Jesus’ message, I propose, was rather a revelation to returning to the Garden-like living in which we are the personification of the divine creator. And that’s exactly what we are if we accept the truth of being like Jesus. Just as Jesus was the epitome of the divine life, we are the quintessence of our spiritual father.

In essence, while religion taught me that my crime was being human, the divine life within shows forth my compatibility with the divine, and further reveales my possessing of the creator’s divine nature, image, and resemblance.

So, Where Have I Landed at the End of 2015?
I face the challenge of overcoming my religious thought and indoctrination. I am being challenged to look within myself every time external sources of trouble, lack or pressure challenge my day-to-day living. This means overcoming the temptation to look to the sky, a human institution, a spiritual guru, or a divinely inspired book, and instead, to look inward, within myself, where I am the epitome, likeness, and resemblance of the divine. That place within my deep sense of being where I know right from wrong, and where my oneness with the divine makes me partaker of the divine wisdom good for everything in life, as well as godliness.

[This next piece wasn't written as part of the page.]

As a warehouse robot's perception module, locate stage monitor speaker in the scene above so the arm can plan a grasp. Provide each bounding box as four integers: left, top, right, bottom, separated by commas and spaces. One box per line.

Consequently, living without religion in a world where religion is everything, continues to prove an unmatched challenge. Living without my former Christian faith in a world where faith is the only definition that attempts to explain the unexplainable and give “sense” to the mysterious phenomenon of the human existence, is like being a fish out of the water.

Furthermore, I have landed over the dispute of my divine-self once overtaken by religious mindsets, narratives and ideologies. Those mindsets, narrative and ideologies that once convinced me I was inherently bad, sinful and in need of an external savior, while denying the truth of my likeness and resemblance with my spiritual father; who I AM in my most inner being.

In conclusion, as long as I limit the divine nature to the physical personhood of Jesus and away from the essence of his god-like attributes inherently present in me as well as in every human being, I have not understood Jesus’s core mission and message: We are one with god as Jesus ever was.